The Long Feature Award was given to sci-fi horror game [ECHOSTASIS] by Irish developer Enigma Studio. The description is as follows:
[ECHOSTASIS] is a psychedelic science-fiction horror game which presents a world where our reality is not only curated by algorithms, but created by them. The game gradually descends into a fully playable existential nightmare within a story that could only take place within the medium of games. [ECHOSTASIS] acts as the final chapter of solo developer Jamie Gavin’s trilogy of games, preceded by THE ENIGMA MACHINE in 2018 and MOTHERED – A ROLE-PLAYING HORROR GAME in 2021.
The Explorer Award was given to BlueSuburbia by Solvenian developer Nathalie Lawhead. Described as an atmospheric horror game, the game combines dreamscape and poetry together.
BlueSuburbia is interactive poetry and literature. It is a haunted dreamscape where you explore poems through immersive environments.
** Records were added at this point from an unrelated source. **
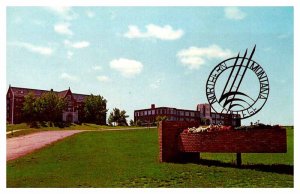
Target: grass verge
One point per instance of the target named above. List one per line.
(130, 159)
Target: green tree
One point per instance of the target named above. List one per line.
(131, 122)
(95, 109)
(118, 117)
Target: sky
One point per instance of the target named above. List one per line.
(138, 56)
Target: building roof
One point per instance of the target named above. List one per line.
(21, 92)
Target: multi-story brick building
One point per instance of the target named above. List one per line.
(73, 113)
(218, 118)
(201, 114)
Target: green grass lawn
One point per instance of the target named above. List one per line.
(24, 129)
(130, 159)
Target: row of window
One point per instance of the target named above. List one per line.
(166, 111)
(151, 120)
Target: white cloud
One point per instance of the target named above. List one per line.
(156, 84)
(283, 36)
(70, 54)
(97, 67)
(90, 14)
(234, 13)
(103, 78)
(127, 67)
(65, 13)
(153, 31)
(63, 28)
(194, 57)
(47, 51)
(77, 45)
(68, 77)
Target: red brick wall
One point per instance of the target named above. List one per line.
(168, 133)
(176, 146)
(251, 141)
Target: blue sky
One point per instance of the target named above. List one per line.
(136, 56)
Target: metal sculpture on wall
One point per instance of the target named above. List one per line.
(231, 88)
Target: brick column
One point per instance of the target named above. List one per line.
(168, 134)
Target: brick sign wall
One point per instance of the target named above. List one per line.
(176, 145)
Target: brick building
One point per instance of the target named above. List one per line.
(73, 113)
(202, 113)
(218, 118)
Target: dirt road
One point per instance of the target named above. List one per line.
(20, 146)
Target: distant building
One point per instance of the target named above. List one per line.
(218, 118)
(73, 113)
(202, 114)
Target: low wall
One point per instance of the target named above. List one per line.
(178, 146)
(168, 133)
(251, 141)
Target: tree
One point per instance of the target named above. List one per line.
(131, 122)
(95, 109)
(118, 117)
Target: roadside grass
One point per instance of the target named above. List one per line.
(130, 159)
(24, 129)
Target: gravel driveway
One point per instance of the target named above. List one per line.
(20, 146)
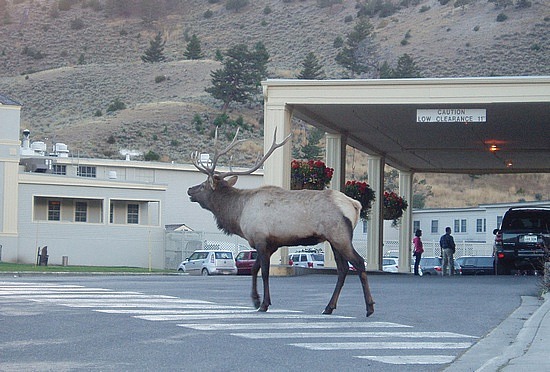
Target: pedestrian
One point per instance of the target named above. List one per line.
(447, 244)
(418, 250)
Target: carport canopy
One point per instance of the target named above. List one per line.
(451, 125)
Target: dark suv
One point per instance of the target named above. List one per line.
(523, 240)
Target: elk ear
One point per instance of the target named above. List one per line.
(232, 181)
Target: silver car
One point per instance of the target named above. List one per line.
(205, 263)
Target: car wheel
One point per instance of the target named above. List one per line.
(503, 269)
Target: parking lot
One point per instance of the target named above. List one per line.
(185, 322)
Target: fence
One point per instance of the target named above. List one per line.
(180, 244)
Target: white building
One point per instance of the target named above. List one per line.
(115, 212)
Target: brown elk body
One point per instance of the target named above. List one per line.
(270, 217)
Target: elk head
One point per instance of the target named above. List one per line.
(216, 181)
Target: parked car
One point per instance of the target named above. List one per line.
(244, 261)
(203, 262)
(390, 264)
(523, 240)
(306, 259)
(476, 265)
(434, 266)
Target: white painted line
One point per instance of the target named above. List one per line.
(409, 359)
(84, 296)
(257, 336)
(318, 325)
(248, 315)
(383, 345)
(212, 309)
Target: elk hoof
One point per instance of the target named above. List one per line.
(256, 302)
(370, 309)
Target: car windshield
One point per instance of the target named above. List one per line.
(318, 257)
(223, 255)
(527, 221)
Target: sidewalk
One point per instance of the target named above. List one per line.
(521, 342)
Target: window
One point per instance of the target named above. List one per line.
(481, 225)
(435, 226)
(460, 226)
(80, 211)
(85, 171)
(54, 210)
(133, 213)
(499, 221)
(59, 169)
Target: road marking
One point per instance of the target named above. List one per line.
(383, 345)
(210, 309)
(257, 336)
(409, 359)
(319, 325)
(245, 315)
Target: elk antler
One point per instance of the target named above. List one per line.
(260, 160)
(210, 169)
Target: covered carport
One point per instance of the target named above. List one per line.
(456, 125)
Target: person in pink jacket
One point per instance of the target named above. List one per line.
(418, 250)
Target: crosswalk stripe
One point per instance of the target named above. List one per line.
(257, 336)
(211, 309)
(293, 325)
(382, 345)
(247, 315)
(409, 359)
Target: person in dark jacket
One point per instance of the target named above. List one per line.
(447, 244)
(418, 250)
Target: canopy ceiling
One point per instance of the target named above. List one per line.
(478, 125)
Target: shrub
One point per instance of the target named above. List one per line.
(116, 105)
(151, 156)
(502, 17)
(77, 24)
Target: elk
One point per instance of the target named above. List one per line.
(270, 217)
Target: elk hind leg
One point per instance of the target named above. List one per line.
(254, 294)
(342, 269)
(358, 262)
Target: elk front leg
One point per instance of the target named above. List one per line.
(255, 296)
(342, 269)
(264, 260)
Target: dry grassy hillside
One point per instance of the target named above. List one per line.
(40, 50)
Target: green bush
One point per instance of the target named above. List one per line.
(502, 17)
(116, 105)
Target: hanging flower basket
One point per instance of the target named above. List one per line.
(310, 174)
(362, 192)
(393, 207)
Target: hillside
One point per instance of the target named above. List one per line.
(40, 50)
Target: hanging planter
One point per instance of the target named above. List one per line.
(310, 174)
(393, 207)
(362, 192)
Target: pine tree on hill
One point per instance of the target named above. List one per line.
(155, 51)
(193, 49)
(311, 69)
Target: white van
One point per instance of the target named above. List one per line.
(203, 262)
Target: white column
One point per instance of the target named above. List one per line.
(335, 158)
(277, 166)
(375, 229)
(405, 228)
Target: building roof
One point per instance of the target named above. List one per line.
(7, 101)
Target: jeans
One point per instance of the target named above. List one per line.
(448, 261)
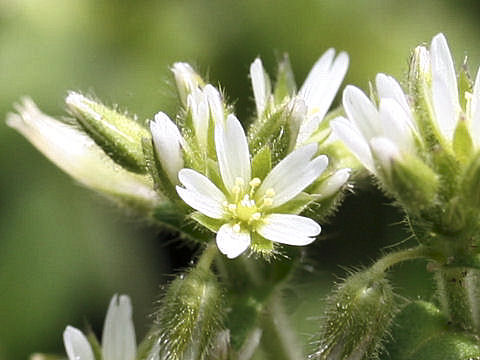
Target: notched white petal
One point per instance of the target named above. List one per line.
(118, 340)
(232, 243)
(260, 84)
(167, 140)
(293, 174)
(201, 194)
(289, 229)
(77, 345)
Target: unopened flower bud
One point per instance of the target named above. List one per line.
(118, 135)
(190, 317)
(78, 155)
(358, 316)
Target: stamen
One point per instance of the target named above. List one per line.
(270, 192)
(255, 182)
(256, 216)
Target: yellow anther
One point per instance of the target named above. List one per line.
(270, 192)
(236, 228)
(267, 202)
(239, 181)
(256, 216)
(255, 182)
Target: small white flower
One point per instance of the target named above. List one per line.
(168, 143)
(78, 155)
(118, 341)
(316, 93)
(247, 205)
(391, 127)
(319, 90)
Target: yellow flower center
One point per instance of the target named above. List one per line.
(245, 210)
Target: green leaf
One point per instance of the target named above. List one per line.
(422, 332)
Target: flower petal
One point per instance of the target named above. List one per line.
(197, 103)
(260, 84)
(167, 140)
(314, 82)
(445, 111)
(293, 174)
(289, 229)
(217, 111)
(232, 243)
(118, 339)
(444, 86)
(388, 87)
(77, 345)
(362, 112)
(232, 152)
(200, 193)
(396, 124)
(79, 156)
(475, 110)
(346, 131)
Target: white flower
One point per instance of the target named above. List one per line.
(168, 143)
(316, 94)
(78, 155)
(118, 341)
(247, 206)
(376, 136)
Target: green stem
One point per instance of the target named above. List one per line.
(207, 257)
(279, 341)
(455, 296)
(396, 257)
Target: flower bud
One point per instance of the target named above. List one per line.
(190, 317)
(119, 136)
(78, 155)
(187, 80)
(358, 316)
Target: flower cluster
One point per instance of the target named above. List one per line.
(248, 189)
(423, 146)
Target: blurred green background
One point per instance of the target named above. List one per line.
(63, 250)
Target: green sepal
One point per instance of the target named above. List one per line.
(285, 83)
(160, 178)
(190, 316)
(421, 331)
(357, 318)
(297, 205)
(462, 141)
(414, 183)
(117, 134)
(173, 216)
(470, 183)
(211, 224)
(262, 163)
(95, 344)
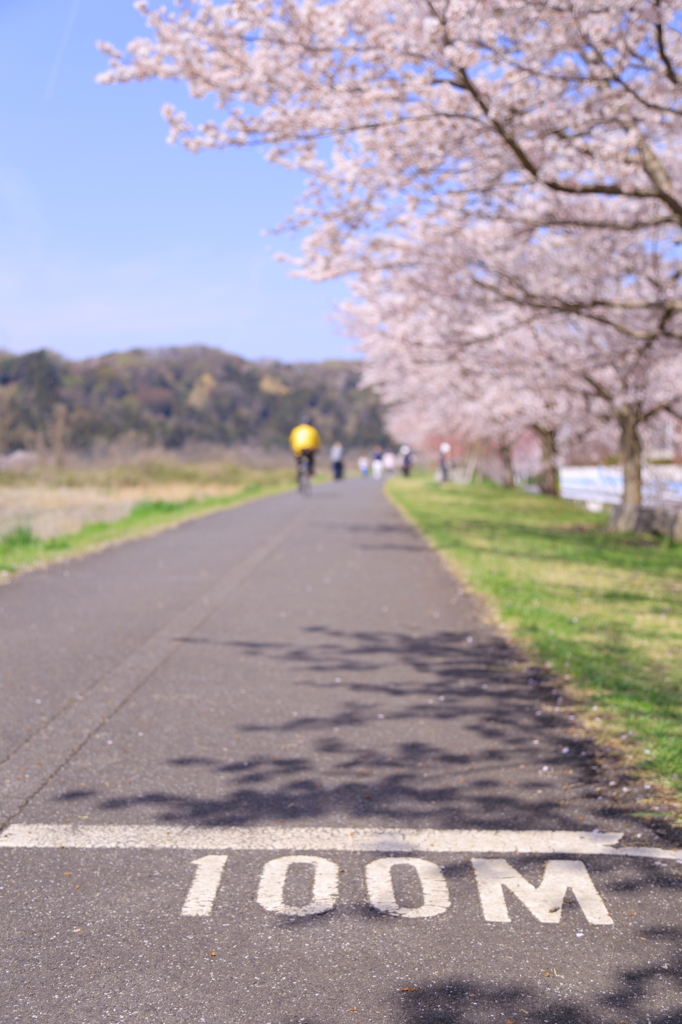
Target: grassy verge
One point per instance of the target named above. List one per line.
(601, 610)
(20, 549)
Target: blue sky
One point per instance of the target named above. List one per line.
(110, 239)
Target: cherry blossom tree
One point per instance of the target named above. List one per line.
(616, 361)
(530, 141)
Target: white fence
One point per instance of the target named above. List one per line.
(603, 484)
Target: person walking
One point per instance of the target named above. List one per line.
(406, 459)
(336, 459)
(443, 462)
(377, 462)
(388, 463)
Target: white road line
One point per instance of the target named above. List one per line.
(316, 839)
(204, 888)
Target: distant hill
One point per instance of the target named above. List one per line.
(169, 396)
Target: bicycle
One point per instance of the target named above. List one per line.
(303, 473)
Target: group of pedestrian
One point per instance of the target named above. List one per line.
(383, 461)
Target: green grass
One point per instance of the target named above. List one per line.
(601, 608)
(19, 549)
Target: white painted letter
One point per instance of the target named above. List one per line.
(545, 901)
(382, 895)
(204, 889)
(325, 886)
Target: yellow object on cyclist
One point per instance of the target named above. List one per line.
(304, 438)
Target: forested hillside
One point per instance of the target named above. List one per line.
(169, 396)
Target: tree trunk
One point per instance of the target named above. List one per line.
(508, 469)
(630, 445)
(549, 477)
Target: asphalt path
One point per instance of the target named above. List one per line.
(273, 767)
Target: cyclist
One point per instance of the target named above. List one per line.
(304, 441)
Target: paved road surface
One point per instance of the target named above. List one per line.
(270, 768)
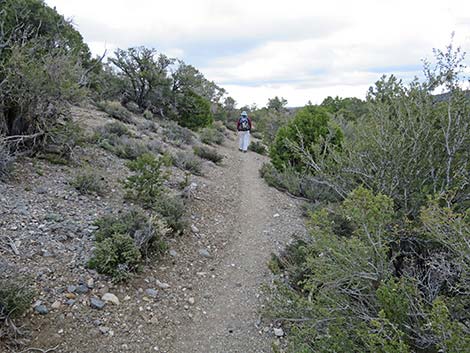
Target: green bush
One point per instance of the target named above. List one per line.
(116, 128)
(358, 258)
(6, 161)
(148, 114)
(115, 110)
(88, 182)
(310, 128)
(172, 209)
(208, 153)
(188, 161)
(194, 111)
(116, 256)
(212, 136)
(130, 148)
(257, 147)
(147, 232)
(16, 295)
(178, 135)
(60, 141)
(146, 184)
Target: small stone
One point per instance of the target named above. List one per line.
(70, 302)
(41, 309)
(110, 298)
(95, 303)
(41, 190)
(151, 292)
(204, 253)
(278, 332)
(82, 289)
(104, 330)
(162, 285)
(70, 295)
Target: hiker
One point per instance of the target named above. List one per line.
(244, 128)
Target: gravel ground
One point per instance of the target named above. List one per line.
(203, 296)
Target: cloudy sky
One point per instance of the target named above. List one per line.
(298, 49)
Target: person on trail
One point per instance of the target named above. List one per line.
(244, 128)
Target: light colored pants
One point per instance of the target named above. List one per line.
(244, 137)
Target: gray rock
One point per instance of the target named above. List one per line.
(70, 302)
(103, 329)
(162, 285)
(110, 298)
(151, 292)
(54, 217)
(82, 289)
(41, 309)
(204, 253)
(46, 253)
(41, 190)
(96, 303)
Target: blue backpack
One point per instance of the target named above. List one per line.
(244, 124)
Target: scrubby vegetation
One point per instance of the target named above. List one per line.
(212, 136)
(208, 153)
(16, 296)
(88, 182)
(384, 268)
(124, 241)
(258, 147)
(146, 184)
(188, 161)
(115, 110)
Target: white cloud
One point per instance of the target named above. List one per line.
(300, 49)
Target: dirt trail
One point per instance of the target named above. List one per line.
(214, 274)
(262, 224)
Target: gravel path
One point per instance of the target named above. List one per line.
(264, 219)
(213, 273)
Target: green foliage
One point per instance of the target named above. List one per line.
(312, 130)
(16, 295)
(88, 182)
(257, 147)
(115, 110)
(297, 184)
(188, 161)
(144, 74)
(208, 153)
(365, 286)
(178, 135)
(147, 114)
(42, 67)
(171, 208)
(123, 240)
(116, 128)
(212, 136)
(194, 111)
(116, 256)
(146, 184)
(6, 161)
(348, 108)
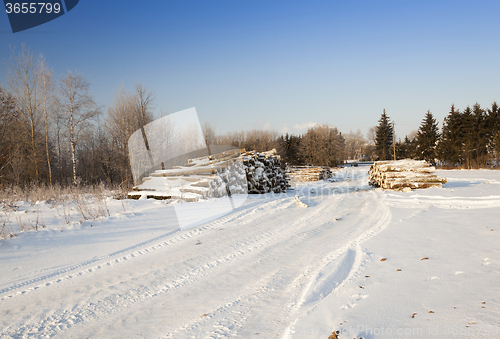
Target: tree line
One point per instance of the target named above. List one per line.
(468, 139)
(52, 131)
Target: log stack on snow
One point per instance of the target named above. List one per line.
(404, 175)
(226, 173)
(300, 174)
(264, 172)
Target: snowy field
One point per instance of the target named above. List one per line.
(366, 262)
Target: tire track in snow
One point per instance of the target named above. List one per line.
(351, 266)
(62, 318)
(419, 201)
(252, 213)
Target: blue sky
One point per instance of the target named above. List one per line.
(282, 65)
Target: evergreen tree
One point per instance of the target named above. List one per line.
(481, 135)
(450, 145)
(494, 126)
(427, 139)
(383, 138)
(467, 136)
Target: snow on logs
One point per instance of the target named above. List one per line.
(404, 175)
(301, 174)
(264, 172)
(226, 173)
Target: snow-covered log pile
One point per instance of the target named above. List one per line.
(325, 174)
(404, 174)
(226, 173)
(264, 172)
(309, 173)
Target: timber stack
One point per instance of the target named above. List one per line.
(300, 174)
(264, 173)
(404, 175)
(217, 175)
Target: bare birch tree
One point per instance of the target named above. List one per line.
(24, 80)
(78, 108)
(48, 100)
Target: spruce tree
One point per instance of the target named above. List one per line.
(427, 139)
(494, 126)
(383, 138)
(481, 135)
(450, 145)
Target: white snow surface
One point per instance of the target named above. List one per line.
(275, 267)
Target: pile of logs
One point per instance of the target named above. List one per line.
(404, 175)
(301, 174)
(264, 173)
(218, 175)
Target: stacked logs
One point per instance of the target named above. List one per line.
(325, 174)
(264, 173)
(218, 175)
(404, 175)
(301, 174)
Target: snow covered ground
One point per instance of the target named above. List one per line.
(346, 257)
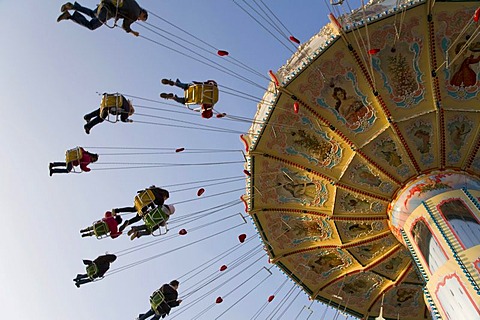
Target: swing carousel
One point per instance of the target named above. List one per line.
(363, 147)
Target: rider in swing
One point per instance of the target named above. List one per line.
(128, 10)
(206, 108)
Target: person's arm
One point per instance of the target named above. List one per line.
(115, 234)
(84, 167)
(126, 26)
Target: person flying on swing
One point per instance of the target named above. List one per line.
(107, 226)
(159, 218)
(162, 301)
(80, 157)
(159, 197)
(95, 269)
(128, 10)
(203, 93)
(112, 103)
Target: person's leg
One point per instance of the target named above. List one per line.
(182, 85)
(87, 11)
(78, 283)
(179, 99)
(146, 315)
(81, 20)
(80, 276)
(89, 125)
(94, 113)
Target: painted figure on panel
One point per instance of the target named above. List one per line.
(350, 108)
(465, 75)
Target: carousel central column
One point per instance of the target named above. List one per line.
(437, 217)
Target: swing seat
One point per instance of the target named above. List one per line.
(92, 270)
(74, 154)
(156, 299)
(201, 94)
(156, 217)
(100, 229)
(111, 104)
(142, 200)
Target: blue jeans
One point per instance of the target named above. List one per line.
(96, 21)
(148, 315)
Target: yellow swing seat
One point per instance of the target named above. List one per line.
(74, 154)
(201, 94)
(111, 104)
(100, 229)
(156, 299)
(156, 217)
(142, 200)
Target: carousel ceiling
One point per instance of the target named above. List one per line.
(382, 96)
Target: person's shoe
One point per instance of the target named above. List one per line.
(166, 95)
(66, 6)
(134, 235)
(131, 231)
(168, 81)
(64, 16)
(123, 226)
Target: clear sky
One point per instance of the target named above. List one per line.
(50, 74)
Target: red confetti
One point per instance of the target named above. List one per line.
(274, 77)
(295, 107)
(293, 39)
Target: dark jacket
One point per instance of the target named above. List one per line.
(129, 12)
(171, 301)
(103, 264)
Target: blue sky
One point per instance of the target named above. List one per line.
(50, 75)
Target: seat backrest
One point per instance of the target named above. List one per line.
(111, 101)
(100, 228)
(201, 94)
(155, 217)
(92, 270)
(74, 154)
(156, 299)
(143, 199)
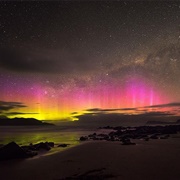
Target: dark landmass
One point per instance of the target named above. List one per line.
(22, 122)
(14, 151)
(162, 122)
(126, 134)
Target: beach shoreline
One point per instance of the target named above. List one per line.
(156, 159)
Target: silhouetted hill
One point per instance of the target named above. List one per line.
(163, 122)
(22, 122)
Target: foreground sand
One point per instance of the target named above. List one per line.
(154, 160)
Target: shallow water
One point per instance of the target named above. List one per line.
(27, 135)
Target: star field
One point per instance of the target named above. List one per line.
(64, 57)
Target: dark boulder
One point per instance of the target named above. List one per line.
(83, 138)
(42, 146)
(63, 145)
(12, 151)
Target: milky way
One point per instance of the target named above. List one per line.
(63, 57)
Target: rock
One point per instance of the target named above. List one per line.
(83, 138)
(12, 151)
(63, 145)
(51, 144)
(41, 145)
(127, 142)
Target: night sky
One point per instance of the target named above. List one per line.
(59, 59)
Wander through the world of poetry, seek out dark secrets, confront your demons, and delve deeper into a dream that dances between beautiful and terrible. Forgotten dreamscapes and open worlds are yours to explore as you venture on your quest to find hope in the darkness.
The Audience Award was given to Non-Virtual Reality Games by Dutch developers 3m Jump. Described as a local co-op, non-VR game on Valve Index/Vive/Oculus Rift, the game description is as follows:
VR without the headset! A collection of games you only play with the VR controllers, no headset needed. Instead of visuals, these games only use vibrations and sound to convey the game, while you play in the real world.
The Wings Award was given to Minatures, created by Denmark developer Other Tales Interactive. Set as a narrative, interactive-animation anthology game, the game’s description is as follows:
A collection of handcrafted games about childhood, where imagination and reality merge with darker undercurrents of loneliness, mystery and magic.
The Most Amazing Award was given to No Case Should Remain Unsolved by Korean developer Somi. Described as a non-linear detective adventure game, the game’s description is as follows:
No_Case_Should_Remain_Unsolved is a detective game where players uncover and piece together memory fragments to solve a long-forgotten case. Follow former police detective Jeon Gyeong as she acquires clues and testimony relating to the case of a missing girl. February 5, 2012. A little girl named Seowon is reported missing from a playground. Police launch an investigation and question witnesses and suspects, but Seowon’s case is never solved. Twelve years after Senior Inspector Jeon Gyeong’s retirement, she is visited by a young police officer: a woman who pleads with her to reexamine Seowon’s case. But with each uncovered memory, only one thing becomes clear: everyone in Seowon’s vicinity was lying.